(Below is my feature interview with The Prodigy’s Liam Howlett ahead of the Dublin date of their 2015 tour)
Born out of rave culture – and showing it in being equal parts heady beats and ill-disguised rage – The Prodigy’s greatest achievement is arguably pushing their music into post-90s endurance. While rave culture dragged its way towards the mainstream through lyrics about popping pills in Hampshire fields (Pulp – Sorted for E’s and Whizz) and movies like ‘Human Traffic’ and ‘24 Hour Party People’, The Prodigy converted the chart popularity of ‘Music For A Jilted Generation’ and ‘The Fat Of The Land’ into new millennium beats that see them work with Britain’s angriest modern-day chart-botherers Sleaford Mods and largely eschew nostalgia in favour of a revamped version of themselves. ‘The Day Is My Enemy’ has nods towards the old days, sure, but it’s glory sits in less-than-subtle moments of social commentary.

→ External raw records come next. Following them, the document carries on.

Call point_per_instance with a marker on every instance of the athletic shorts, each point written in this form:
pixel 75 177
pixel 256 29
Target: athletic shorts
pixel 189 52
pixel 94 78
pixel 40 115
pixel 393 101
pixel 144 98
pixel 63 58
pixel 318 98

Even in an interview undertaken through email, Liam Howlett’s attitude still shines through. The moog-loving Prodigy-founder answers questions in block capitals riddled with bizarre, colourful punctuation. He happily throws in the odd implication that it’s not really his place to answer questions on what The Prodigy are – journalists can work that out for themselves. If Howlett’s done any of the media training that modern-day bands often seem to have been funnelled through before being let loose with the press, he certainly doesn’t show it. “I’m way past caring,” he says of media portrayals (lack of block capitals our own), “I don’t read any press, and I haven’t for years.” In terms of straight talking, at least, he seems far better for it.
Up against a pop-dominated chart scene, Howlett takes obvious pleasure in The Prodigy’s stand-out status. Talking of ‘The Day Is My Enemy’ and EP ‘Wild Frontier’, he says “It is a reaction to what’s around us, but creative shit always is for me, so nothing is different there to any other release. I’m not frustrated at all, I don’t really care what other people are doing, but I will say that people tend to know electronic music as pop music now, so for us, when we come out it’s important that we show the flip side of that and draw the lines clearly between the two. We’re 100% original rave power and proud.”
This year’s releases, perhaps, are embedded with that sense of not needing to fit in. The Prodigy are still comfortably an arena level band, but put out albums when they’re ready – just five more full-length studio releases in the 23 years that have followed debut ‘Experience’. Every one of them since that debut has gone in at number one in their native UK, so it’s hard to argue there’s anything to ‘fix’.